The tick, as posted above is more than likely a small exhaust leak, I battled that for a while.


----------



## 07 BRUTE (Jan 27, 2010)

ok so say the tick is an exhaust leak. that still leaves me with the backfiring prob think it just needs a jet kit??????? by the way woodbutcher thanks for the pipe again great doing bussiness with you


----------



## Bootlegger (Dec 18, 2008)

The exhaust leak could cause the back fire...but try shimming your factory needles about 0.040 I am almost outta shims....I only have 3 left and you would need 4...two on each side of the ones I have. I could send you the 3 I have and you could go to any hardware store and find a matching size...or if you like and your not in a big hurry I can do it for you this week....just let me know. To be honest...if its only doing that I would shim the needles and buy two Keihen jets that are one size bigger and smaller since there only $2.49 each...that would be the cheapest way....but if its running like crap all over I would get a jet kit. I just find it easier to get a Dynojet kit if its running bad all over...but since yours is not I would try that. if you like I can send you a link to the ones you need at Jets R Us.com If you at factory jetting with a HMF Utility and snorkels.....that is amazing to me that its running that good. I have only seen one other bike do that. Let me know and I will be happy to help you all I can.
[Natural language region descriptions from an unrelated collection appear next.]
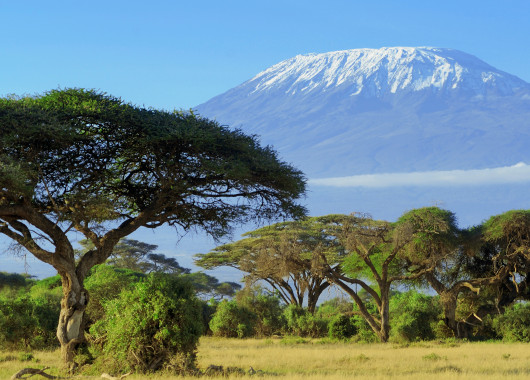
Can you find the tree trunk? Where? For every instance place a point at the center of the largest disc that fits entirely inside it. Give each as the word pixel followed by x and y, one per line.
pixel 70 330
pixel 384 313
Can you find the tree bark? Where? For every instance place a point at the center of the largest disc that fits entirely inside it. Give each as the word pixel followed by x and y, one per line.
pixel 70 330
pixel 384 313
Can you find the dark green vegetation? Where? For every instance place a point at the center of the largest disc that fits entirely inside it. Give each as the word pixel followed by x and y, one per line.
pixel 150 317
pixel 478 273
pixel 78 160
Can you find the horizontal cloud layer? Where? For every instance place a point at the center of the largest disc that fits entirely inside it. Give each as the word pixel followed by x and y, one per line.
pixel 509 174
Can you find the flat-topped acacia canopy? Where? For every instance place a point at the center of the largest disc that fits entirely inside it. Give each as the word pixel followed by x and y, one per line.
pixel 82 160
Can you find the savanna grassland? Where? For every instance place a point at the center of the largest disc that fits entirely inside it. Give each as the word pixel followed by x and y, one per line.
pixel 321 359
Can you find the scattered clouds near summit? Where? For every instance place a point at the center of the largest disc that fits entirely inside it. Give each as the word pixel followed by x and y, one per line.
pixel 518 173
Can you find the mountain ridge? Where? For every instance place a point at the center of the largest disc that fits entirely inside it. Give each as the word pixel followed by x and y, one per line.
pixel 471 117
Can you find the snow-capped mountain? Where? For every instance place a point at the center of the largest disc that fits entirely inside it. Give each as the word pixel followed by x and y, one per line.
pixel 378 72
pixel 366 111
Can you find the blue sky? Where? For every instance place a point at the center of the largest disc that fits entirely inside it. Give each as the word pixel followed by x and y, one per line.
pixel 178 54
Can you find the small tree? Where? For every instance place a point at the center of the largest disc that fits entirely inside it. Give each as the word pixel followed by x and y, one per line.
pixel 78 160
pixel 376 254
pixel 281 255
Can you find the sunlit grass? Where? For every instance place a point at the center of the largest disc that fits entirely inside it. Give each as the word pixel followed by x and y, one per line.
pixel 303 359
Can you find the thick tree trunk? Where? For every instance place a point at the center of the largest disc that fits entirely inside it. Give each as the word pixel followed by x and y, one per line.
pixel 70 330
pixel 384 332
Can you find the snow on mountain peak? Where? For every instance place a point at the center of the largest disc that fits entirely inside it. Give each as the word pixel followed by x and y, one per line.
pixel 387 70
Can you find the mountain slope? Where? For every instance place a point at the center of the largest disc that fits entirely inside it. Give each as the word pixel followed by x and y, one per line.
pixel 383 110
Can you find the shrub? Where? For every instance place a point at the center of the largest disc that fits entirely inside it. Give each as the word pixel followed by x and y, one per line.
pixel 266 307
pixel 28 323
pixel 232 321
pixel 302 323
pixel 154 325
pixel 342 327
pixel 104 284
pixel 334 307
pixel 514 324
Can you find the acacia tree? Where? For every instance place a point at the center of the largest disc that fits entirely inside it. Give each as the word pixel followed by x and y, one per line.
pixel 79 160
pixel 375 256
pixel 282 255
pixel 489 264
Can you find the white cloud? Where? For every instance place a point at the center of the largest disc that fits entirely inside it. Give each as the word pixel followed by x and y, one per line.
pixel 509 174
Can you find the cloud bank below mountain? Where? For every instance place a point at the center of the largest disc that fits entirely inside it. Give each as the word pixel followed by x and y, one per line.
pixel 518 173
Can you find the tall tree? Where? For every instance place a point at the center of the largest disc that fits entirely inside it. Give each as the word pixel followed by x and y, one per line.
pixel 375 253
pixel 81 160
pixel 488 263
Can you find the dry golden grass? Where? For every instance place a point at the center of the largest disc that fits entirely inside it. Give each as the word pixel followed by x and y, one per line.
pixel 291 359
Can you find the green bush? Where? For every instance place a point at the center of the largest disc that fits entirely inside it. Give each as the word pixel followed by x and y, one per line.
pixel 232 321
pixel 414 316
pixel 342 327
pixel 364 333
pixel 155 325
pixel 514 324
pixel 266 307
pixel 332 308
pixel 28 323
pixel 300 322
pixel 104 284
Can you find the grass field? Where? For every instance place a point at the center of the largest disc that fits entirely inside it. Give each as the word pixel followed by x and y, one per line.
pixel 303 359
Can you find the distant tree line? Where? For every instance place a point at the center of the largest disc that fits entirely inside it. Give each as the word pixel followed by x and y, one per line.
pixel 477 273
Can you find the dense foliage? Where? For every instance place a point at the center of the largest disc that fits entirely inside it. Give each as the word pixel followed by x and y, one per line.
pixel 82 160
pixel 155 324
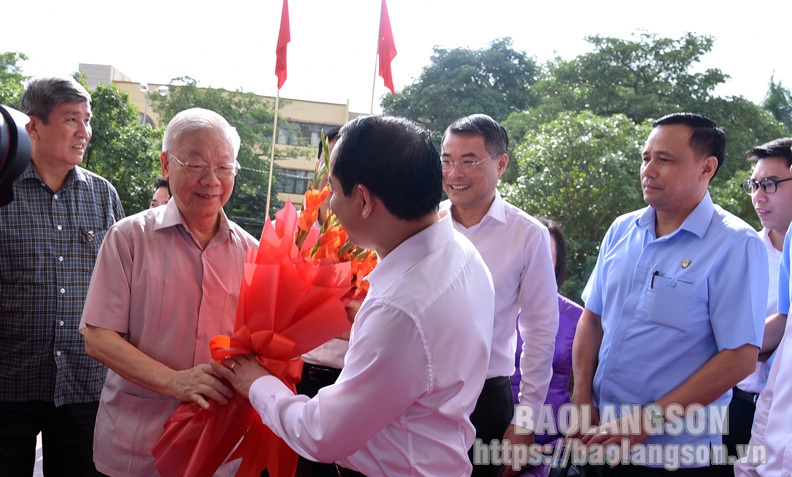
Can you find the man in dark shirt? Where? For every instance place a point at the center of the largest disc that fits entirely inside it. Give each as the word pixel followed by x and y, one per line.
pixel 49 237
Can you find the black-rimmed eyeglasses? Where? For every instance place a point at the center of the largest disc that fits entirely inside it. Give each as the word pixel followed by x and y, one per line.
pixel 223 171
pixel 769 186
pixel 463 166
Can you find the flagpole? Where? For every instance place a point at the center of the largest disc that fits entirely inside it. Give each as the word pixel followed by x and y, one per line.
pixel 272 150
pixel 374 81
pixel 284 37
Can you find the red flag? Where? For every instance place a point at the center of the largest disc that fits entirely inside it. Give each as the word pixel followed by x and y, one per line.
pixel 284 37
pixel 386 48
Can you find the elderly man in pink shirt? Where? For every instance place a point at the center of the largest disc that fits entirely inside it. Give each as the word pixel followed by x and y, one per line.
pixel 166 281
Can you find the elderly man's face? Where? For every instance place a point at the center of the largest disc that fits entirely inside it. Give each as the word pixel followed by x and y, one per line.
pixel 199 193
pixel 160 197
pixel 674 177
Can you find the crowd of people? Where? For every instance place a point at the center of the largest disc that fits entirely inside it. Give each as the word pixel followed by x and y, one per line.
pixel 462 341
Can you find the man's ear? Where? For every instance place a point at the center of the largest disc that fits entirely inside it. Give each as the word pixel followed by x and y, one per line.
pixel 366 201
pixel 709 167
pixel 165 160
pixel 503 161
pixel 32 127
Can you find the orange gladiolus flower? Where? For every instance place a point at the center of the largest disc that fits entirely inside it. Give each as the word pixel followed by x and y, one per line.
pixel 313 201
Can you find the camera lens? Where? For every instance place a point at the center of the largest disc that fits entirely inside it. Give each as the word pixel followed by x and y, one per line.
pixel 14 150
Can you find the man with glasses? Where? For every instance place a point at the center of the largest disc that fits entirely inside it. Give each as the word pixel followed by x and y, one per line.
pixel 516 249
pixel 166 281
pixel 770 188
pixel 674 314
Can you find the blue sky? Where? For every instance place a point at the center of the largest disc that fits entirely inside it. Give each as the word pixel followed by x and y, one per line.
pixel 231 44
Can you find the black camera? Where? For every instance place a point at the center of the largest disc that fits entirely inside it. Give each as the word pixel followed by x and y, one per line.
pixel 14 150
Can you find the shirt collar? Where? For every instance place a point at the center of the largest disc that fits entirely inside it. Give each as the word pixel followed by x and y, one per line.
pixel 75 176
pixel 697 222
pixel 497 210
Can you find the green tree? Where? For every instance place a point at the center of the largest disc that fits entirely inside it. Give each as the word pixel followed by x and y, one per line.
pixel 121 150
pixel 581 170
pixel 642 78
pixel 461 81
pixel 252 116
pixel 778 102
pixel 746 125
pixel 11 78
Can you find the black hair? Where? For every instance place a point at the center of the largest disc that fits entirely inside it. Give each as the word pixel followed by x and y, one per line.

Also get a new gasket for your pipe to stop the leak that should help it. Fix teh exhaust leak before you do anything....you make not have to do anything but shim the needles.


----------



## 07 BRUTE (Jan 27, 2010)

yea i found the leak i sprayed the hell out of the rear seal with soapy water and she barely bubbles so im thinking thats the tick and to be honest i dont mess with carbs alot so i wouldnt feel sure ab myself working on them


----------



## 07 BRUTE (Jan 27, 2010)

where do i get the new gasket to fix my leak???


----------



## Bootlegger (Dec 18, 2008)

07 BRUTE said:


> where do i get the new gasket to fix my leak???


local dealer or order it online...I would suggest DGY...

http://www.dgy.com/default.asp

This is the part number you need. GASKET,EXHAUST HOLDER 
11009-1894 


It is the rear cylinder...correct?


----------



## 07 BRUTE (Jan 27, 2010)

yes its the rear thanks for the help so far


----------



## Bootlegger (Dec 18, 2008)

Yeah...order that new gasket and we can go from there.


----------